Dec 01, 2004 02:50
love is an accident...waiting to happen.
desire is a stranger...you think you know.
intimacy is a lie...we tell ourselves.
truth is a game...you play to win.
If you believe in love at first sight...you never stop looking.
Whoever said that life is just full of complications and interruptions could not have been more right. My life has suddenly & to my dismay, become one big jumble of dramatics. Where one ends, another begins. They all just flow together & I can't seem to piece them apart. These "episodes", if you will, are like just cooked spaghetti pasta, sticking together no matter how much you try to force them apart. I do know, though, that if I do try to separate each and every one of the complications that happen every day, I will send myself into oblivion- ultimately driving myself to possible insanity. You might soon be calling me "Bonkers McGee". Oh bother.
This has nothing to do with my professional career, in fact I feel as if I am at my peak; but rather, it has to do all with my personal life, which, as weird as it may sound, I feel like I have no control over. Do you ever get the feeling as if you are not yourself, mentally & emotionally? I mean, yes, physically we are all here, but other than that, there are days when I don't feel like Jason Isaacs. I don't feel like I should be doing what I'm doing...what I'm saying...how I'm acting...possibly how I look? It's a hard concept to grasp sometimes, but I try. It drives me mad, mind you, but I do think about it a lot.
Sometimes I wish I were young again. I see my young co-stars in the films that I am working in & I marvel at their innocence and care-free attitude (well...most of them. You know who you are.) No wait. Rewind. Before I even met these young adults, I saw the pure innocence in the eyes of my own child, Lily. She's very blunt, but that's okay because she's just a child. She really has nothing to worry about, except when Christmas is coming or when the next time she will get to have Jammy Dodgers as a snack. As I look out into the world & the current events, I wonder: What happened to the innocence in the world? Kids are growing up so fast nowadays, it saddens me. Before I know it, Lily will be a teenager, worrying about boys & make-up. Oh, what the future will bring...
Blimey, did I just go through my mid-life crisis?

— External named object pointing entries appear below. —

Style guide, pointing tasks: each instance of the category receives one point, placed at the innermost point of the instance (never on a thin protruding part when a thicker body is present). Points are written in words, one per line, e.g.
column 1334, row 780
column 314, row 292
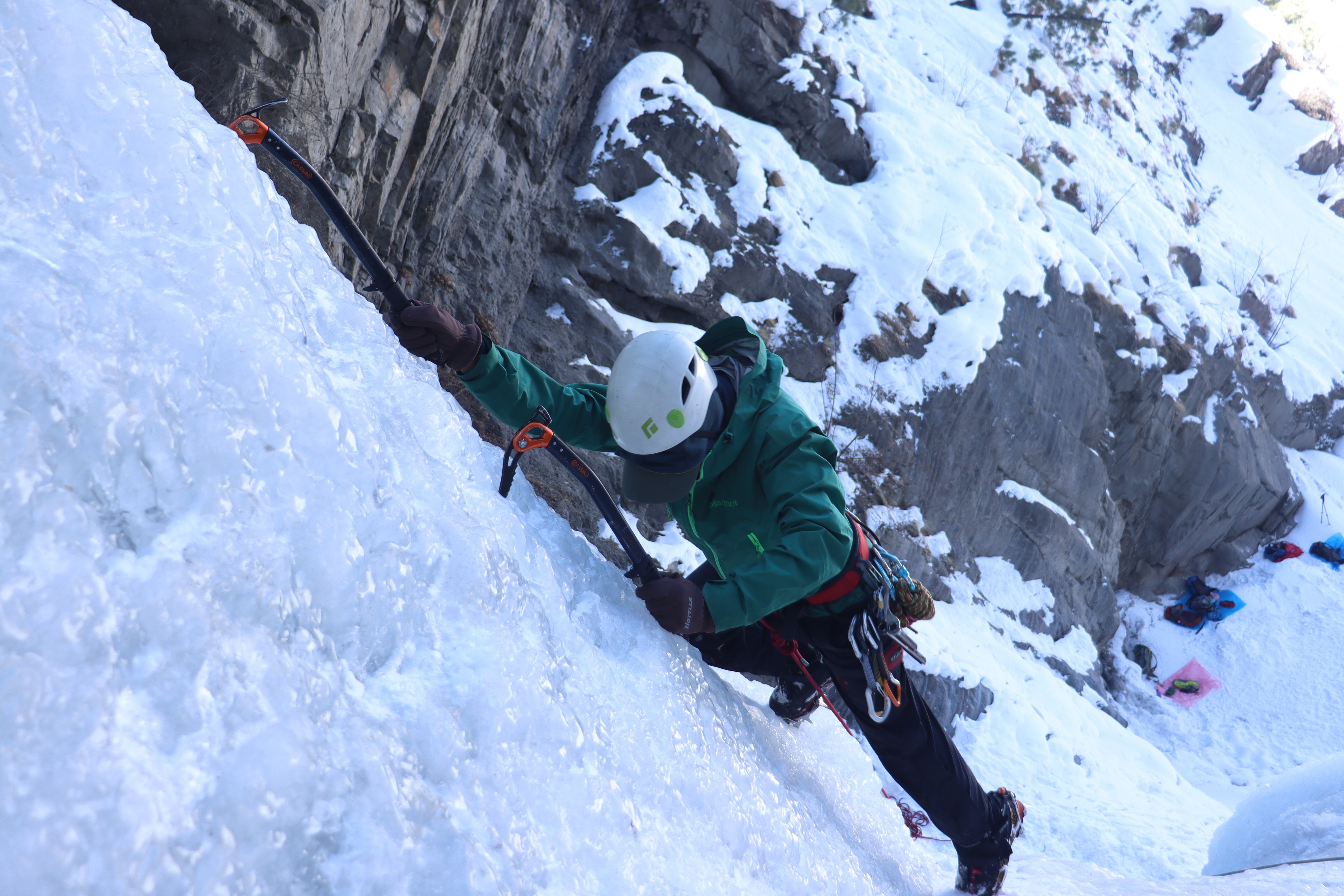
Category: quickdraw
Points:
column 866, row 643
column 872, row 631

To all who have been trying to get a hold of me, I apologize once again for my lack of, erm, response. I was shocked at how many messages I received on my answering machine that I was unaware of until an embarrassing number of days later. Toni, my dear, please forgive me. I did not mean to come off as too busy to talk to you; I really want to see you soon. I miss you. Gary, David & Alan: PINT? We should catch up on things. I feel as if I haven't seen you blokes in forever.